In Garza v. Exel Logistics, Inc., 161 S.W.3d 473 (Tex. 2005), Interim Services Pacific LLC, a temporary employment agency, employed Garza as a laborer and assigned him to perform general labor at Exel Logistics, Inc., one of Interim's clients. Id. at 474.

Garza sued Interim and Exel after sustaining an injury on the job, and Exel moved for summary judgment based on the exclusive remedy provision of the TWCA. Id.

In response, Garza argued that there was insufficient proof that Exel was covered by workers' compensation insurance. Id.

The court of appeals affirmed the trial court's summary judgment in favor of Exel.
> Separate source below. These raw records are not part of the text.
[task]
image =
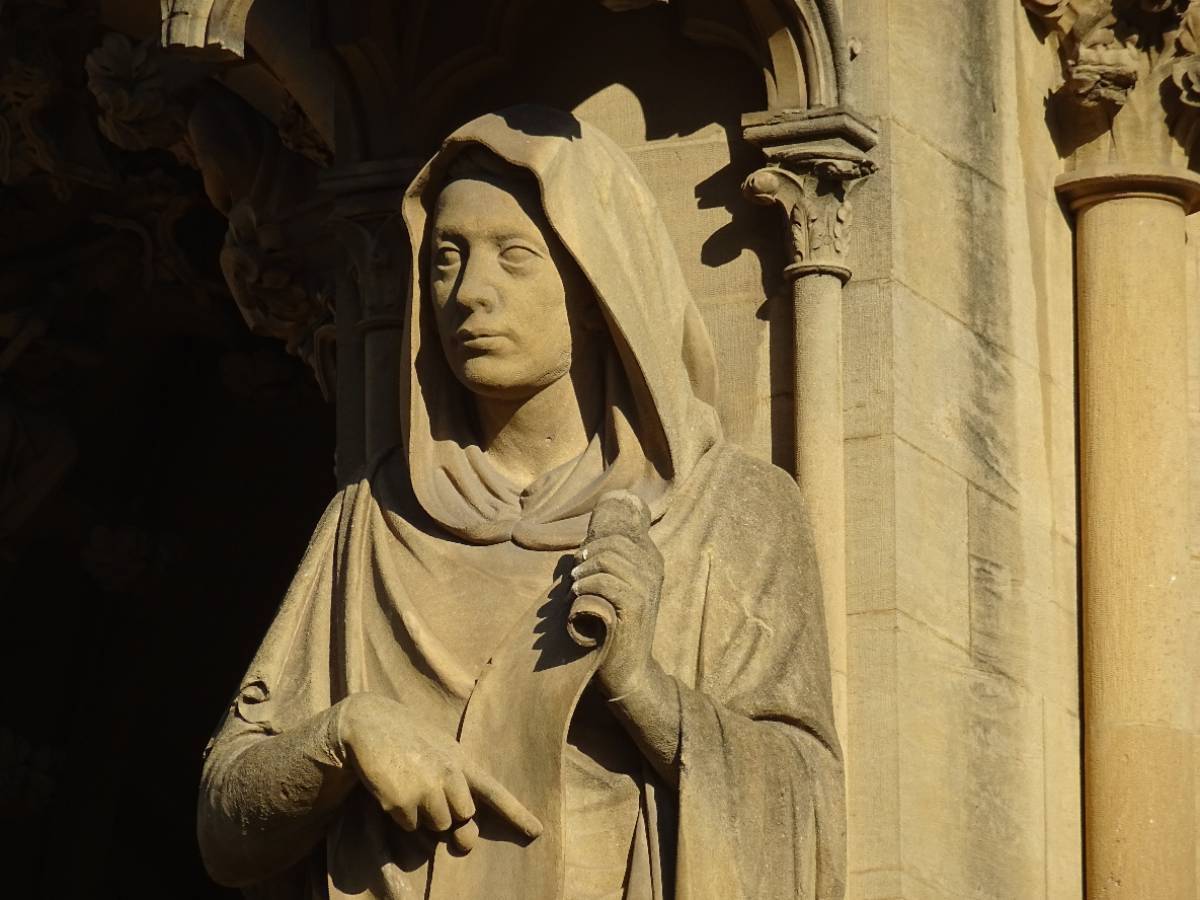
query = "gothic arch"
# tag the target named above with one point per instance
(377, 75)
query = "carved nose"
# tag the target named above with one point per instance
(475, 291)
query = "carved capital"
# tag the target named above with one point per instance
(1131, 78)
(137, 112)
(815, 202)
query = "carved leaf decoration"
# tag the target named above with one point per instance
(1188, 39)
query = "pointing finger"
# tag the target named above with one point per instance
(495, 795)
(436, 810)
(465, 838)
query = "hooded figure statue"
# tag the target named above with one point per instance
(431, 713)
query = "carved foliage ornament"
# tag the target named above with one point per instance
(816, 202)
(1109, 46)
(136, 111)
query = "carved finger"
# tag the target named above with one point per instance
(437, 811)
(607, 563)
(465, 838)
(497, 796)
(405, 815)
(603, 585)
(462, 804)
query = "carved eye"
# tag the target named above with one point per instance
(447, 256)
(517, 255)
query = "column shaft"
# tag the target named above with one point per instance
(820, 453)
(1138, 652)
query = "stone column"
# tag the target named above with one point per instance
(371, 310)
(1128, 117)
(810, 184)
(1138, 654)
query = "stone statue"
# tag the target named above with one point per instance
(564, 641)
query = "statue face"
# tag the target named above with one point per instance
(504, 289)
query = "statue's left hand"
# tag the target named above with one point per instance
(621, 564)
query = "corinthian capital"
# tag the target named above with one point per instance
(1131, 77)
(815, 159)
(815, 202)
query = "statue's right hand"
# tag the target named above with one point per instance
(420, 775)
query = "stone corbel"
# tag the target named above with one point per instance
(274, 259)
(815, 160)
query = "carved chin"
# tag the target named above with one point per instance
(492, 376)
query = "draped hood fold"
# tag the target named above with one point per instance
(661, 372)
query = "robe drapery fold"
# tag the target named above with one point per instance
(433, 535)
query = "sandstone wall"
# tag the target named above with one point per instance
(964, 719)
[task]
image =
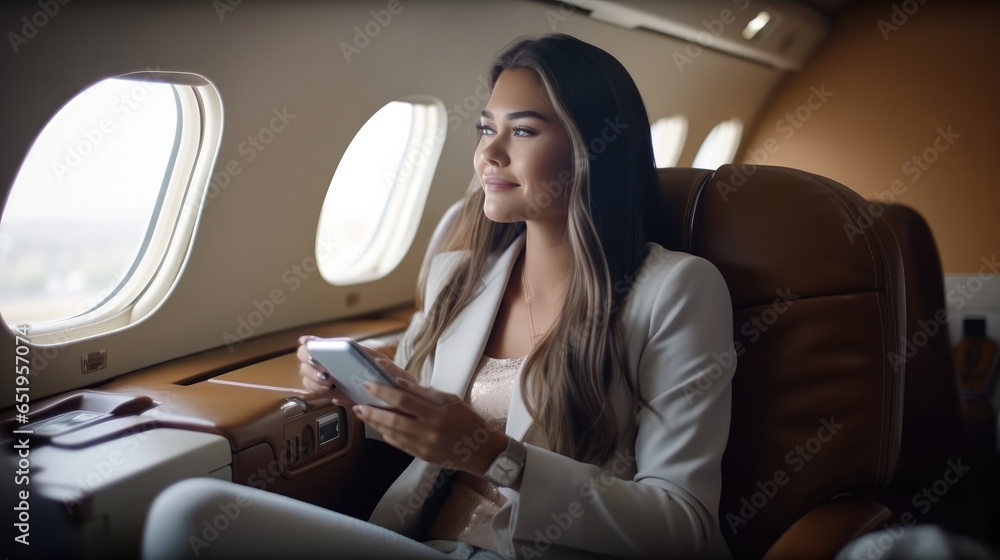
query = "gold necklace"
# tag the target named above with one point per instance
(527, 298)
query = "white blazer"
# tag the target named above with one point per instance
(659, 495)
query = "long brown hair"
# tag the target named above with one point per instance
(570, 376)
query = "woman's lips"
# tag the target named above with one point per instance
(498, 184)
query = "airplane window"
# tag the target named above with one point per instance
(720, 145)
(669, 135)
(89, 219)
(377, 194)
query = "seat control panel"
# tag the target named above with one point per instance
(310, 432)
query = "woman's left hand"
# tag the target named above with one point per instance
(432, 425)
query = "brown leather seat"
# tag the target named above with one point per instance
(818, 311)
(942, 431)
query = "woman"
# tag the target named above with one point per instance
(556, 349)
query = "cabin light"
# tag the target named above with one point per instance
(755, 25)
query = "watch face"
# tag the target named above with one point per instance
(504, 470)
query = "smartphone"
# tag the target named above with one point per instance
(350, 367)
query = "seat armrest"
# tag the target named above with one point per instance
(826, 529)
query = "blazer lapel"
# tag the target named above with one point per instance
(461, 346)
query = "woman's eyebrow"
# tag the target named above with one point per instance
(518, 115)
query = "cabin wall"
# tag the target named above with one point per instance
(908, 115)
(266, 56)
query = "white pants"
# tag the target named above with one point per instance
(205, 517)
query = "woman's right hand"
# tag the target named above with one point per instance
(316, 379)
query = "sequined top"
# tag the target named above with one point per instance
(466, 513)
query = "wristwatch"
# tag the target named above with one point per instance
(507, 466)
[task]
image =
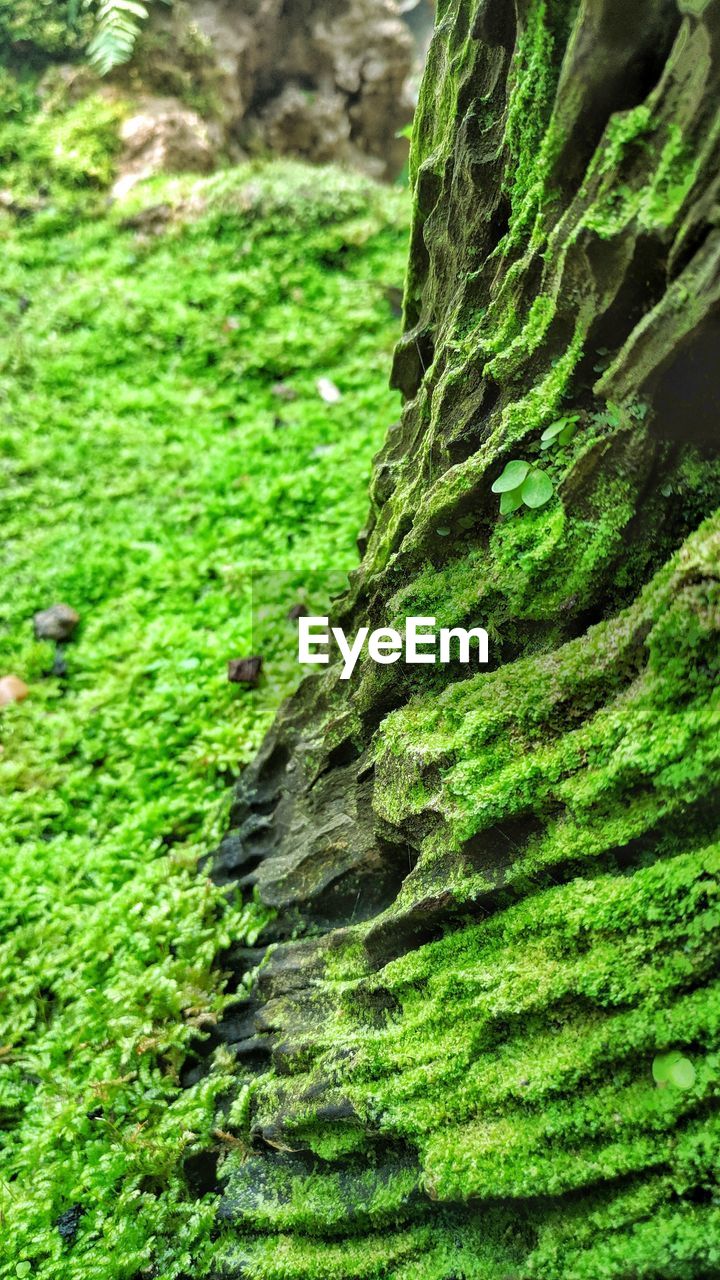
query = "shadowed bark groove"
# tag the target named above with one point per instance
(495, 892)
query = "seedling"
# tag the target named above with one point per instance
(673, 1069)
(560, 432)
(523, 485)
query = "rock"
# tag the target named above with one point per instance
(164, 136)
(297, 611)
(245, 671)
(283, 392)
(58, 622)
(315, 126)
(320, 80)
(328, 391)
(12, 690)
(68, 1223)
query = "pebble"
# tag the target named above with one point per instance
(58, 622)
(12, 690)
(283, 392)
(245, 671)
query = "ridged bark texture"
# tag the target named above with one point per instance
(496, 894)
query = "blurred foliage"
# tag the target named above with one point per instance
(147, 462)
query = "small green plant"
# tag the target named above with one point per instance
(560, 432)
(523, 485)
(115, 32)
(673, 1069)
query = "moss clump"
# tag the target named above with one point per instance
(147, 465)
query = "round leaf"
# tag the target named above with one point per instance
(513, 476)
(537, 488)
(510, 502)
(683, 1074)
(554, 429)
(662, 1065)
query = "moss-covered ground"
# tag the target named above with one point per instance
(147, 466)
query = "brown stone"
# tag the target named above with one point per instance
(245, 671)
(12, 690)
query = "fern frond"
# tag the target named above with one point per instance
(115, 33)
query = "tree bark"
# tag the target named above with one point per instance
(493, 891)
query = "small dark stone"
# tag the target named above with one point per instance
(58, 622)
(299, 611)
(59, 664)
(393, 295)
(283, 392)
(68, 1223)
(245, 671)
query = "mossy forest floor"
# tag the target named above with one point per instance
(146, 466)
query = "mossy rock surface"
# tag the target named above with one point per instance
(496, 892)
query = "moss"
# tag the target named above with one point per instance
(144, 452)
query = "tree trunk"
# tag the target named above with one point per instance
(493, 888)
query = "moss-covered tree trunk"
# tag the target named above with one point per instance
(496, 892)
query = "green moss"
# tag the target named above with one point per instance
(146, 467)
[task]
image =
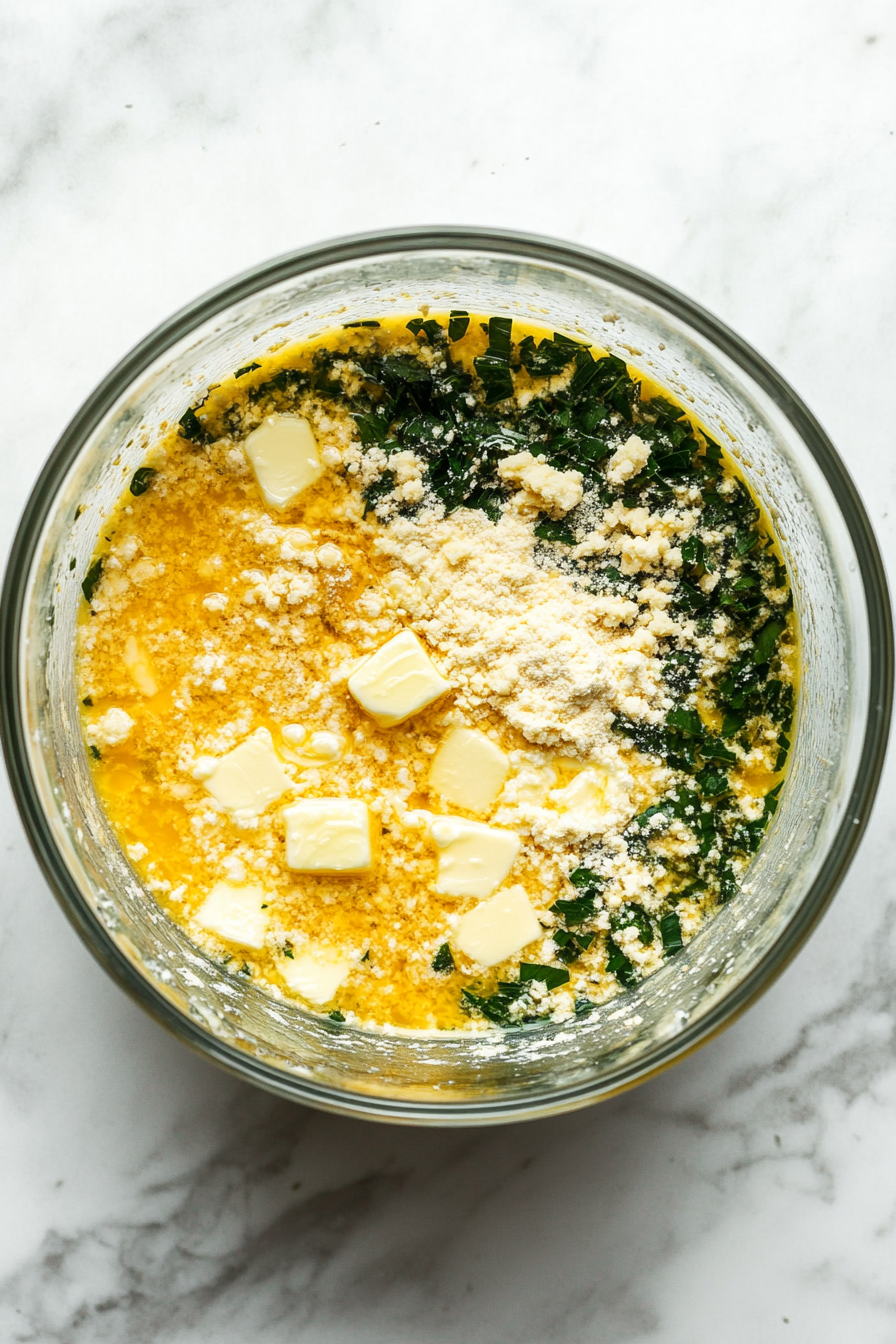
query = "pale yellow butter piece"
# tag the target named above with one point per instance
(282, 453)
(250, 777)
(469, 769)
(328, 835)
(139, 665)
(396, 682)
(473, 858)
(235, 914)
(499, 928)
(316, 972)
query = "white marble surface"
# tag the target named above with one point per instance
(744, 153)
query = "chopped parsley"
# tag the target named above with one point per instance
(443, 960)
(461, 420)
(141, 480)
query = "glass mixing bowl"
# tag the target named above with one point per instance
(838, 589)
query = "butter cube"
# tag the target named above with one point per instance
(139, 665)
(249, 777)
(284, 456)
(396, 682)
(473, 858)
(499, 928)
(316, 972)
(235, 914)
(328, 835)
(469, 770)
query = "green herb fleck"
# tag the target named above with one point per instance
(191, 426)
(619, 965)
(552, 530)
(458, 323)
(495, 366)
(431, 329)
(767, 639)
(632, 915)
(670, 934)
(92, 579)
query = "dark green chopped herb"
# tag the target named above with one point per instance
(458, 323)
(693, 551)
(192, 428)
(495, 366)
(495, 1007)
(687, 721)
(575, 911)
(430, 329)
(670, 934)
(378, 489)
(141, 480)
(550, 976)
(372, 426)
(92, 579)
(461, 426)
(443, 961)
(713, 750)
(587, 880)
(767, 639)
(551, 530)
(548, 356)
(619, 965)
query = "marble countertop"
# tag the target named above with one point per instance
(746, 155)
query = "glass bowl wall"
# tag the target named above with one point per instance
(840, 733)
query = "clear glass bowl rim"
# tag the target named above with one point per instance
(523, 247)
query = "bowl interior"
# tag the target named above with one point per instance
(426, 1077)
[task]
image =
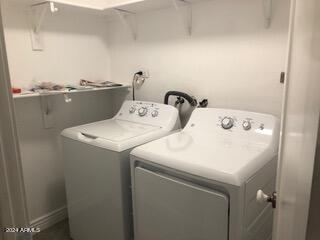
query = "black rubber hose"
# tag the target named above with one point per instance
(192, 101)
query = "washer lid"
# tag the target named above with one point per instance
(208, 156)
(115, 135)
(114, 130)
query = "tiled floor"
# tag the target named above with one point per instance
(60, 231)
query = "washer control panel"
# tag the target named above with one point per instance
(148, 113)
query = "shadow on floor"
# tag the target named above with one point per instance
(59, 231)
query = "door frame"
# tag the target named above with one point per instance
(12, 191)
(300, 122)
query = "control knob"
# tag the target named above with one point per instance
(132, 110)
(154, 113)
(142, 111)
(227, 123)
(246, 125)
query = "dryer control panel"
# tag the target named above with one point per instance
(150, 113)
(250, 123)
(234, 126)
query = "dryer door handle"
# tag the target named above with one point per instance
(262, 197)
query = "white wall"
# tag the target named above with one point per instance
(231, 59)
(74, 47)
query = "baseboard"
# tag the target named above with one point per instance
(50, 219)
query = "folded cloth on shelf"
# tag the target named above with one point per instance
(84, 82)
(49, 86)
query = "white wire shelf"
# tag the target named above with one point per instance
(51, 93)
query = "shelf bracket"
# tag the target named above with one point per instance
(48, 118)
(267, 11)
(129, 20)
(38, 13)
(186, 15)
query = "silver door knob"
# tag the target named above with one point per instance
(263, 198)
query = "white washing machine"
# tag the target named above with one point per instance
(97, 168)
(201, 183)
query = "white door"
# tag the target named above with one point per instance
(299, 122)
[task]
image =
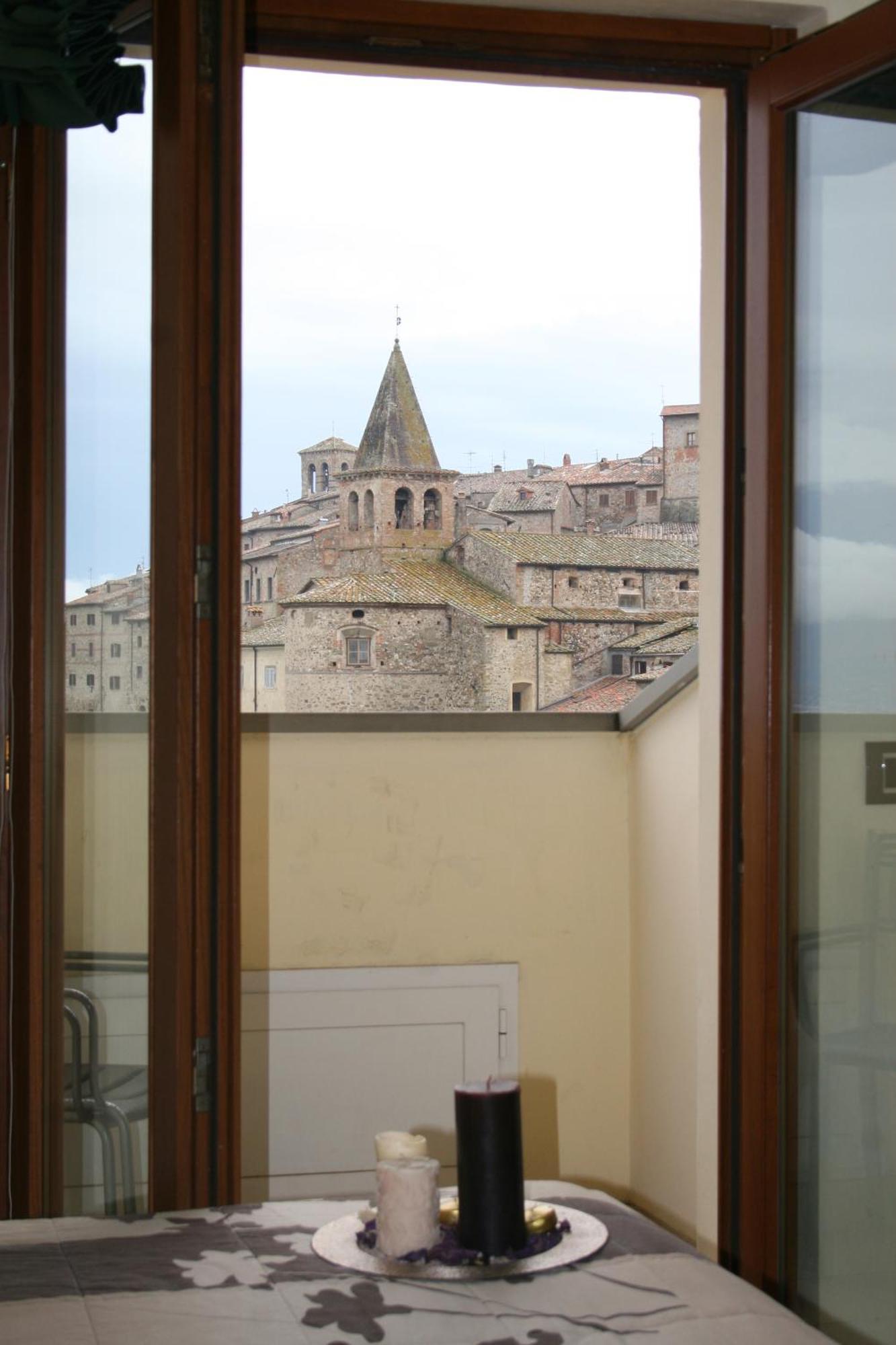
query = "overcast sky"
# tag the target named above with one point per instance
(542, 245)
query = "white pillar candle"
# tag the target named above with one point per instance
(407, 1206)
(399, 1144)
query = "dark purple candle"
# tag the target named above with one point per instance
(490, 1190)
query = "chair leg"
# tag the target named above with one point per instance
(126, 1148)
(110, 1182)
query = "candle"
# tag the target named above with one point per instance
(399, 1144)
(490, 1175)
(407, 1206)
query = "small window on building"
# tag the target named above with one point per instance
(353, 512)
(358, 652)
(404, 509)
(432, 509)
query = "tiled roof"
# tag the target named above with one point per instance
(633, 471)
(419, 584)
(607, 695)
(592, 551)
(615, 615)
(685, 533)
(268, 633)
(647, 640)
(530, 497)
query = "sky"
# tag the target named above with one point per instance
(542, 247)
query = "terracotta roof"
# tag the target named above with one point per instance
(268, 633)
(396, 434)
(685, 533)
(607, 695)
(631, 471)
(338, 446)
(684, 630)
(530, 497)
(417, 584)
(614, 615)
(600, 551)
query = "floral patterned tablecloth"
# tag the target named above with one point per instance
(247, 1274)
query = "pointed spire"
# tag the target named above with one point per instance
(396, 434)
Id.

Garza also argued that Exel was not his employer, but the Texas Supreme Court rejected that argument. 161 S.W.3d at 475-77.

The Garza court noted that Exel had not come forward with a workers' compensation policy that it had obtained for itself. Id. at 477-78.

Instead, Excel contended that, under its contract with Interim, because the "markup" it paid to Interim was to be used to purchase workers' compensation insurance and that Interim had, in fact, purchased insurance, Exel was covered. Id. at 478.

The Garza court held that the TWCA does not permit a temporary agency to obtain coverage for a client simply by obtaining coverage for itself; instead, there must be explicit coverage for the client. Id.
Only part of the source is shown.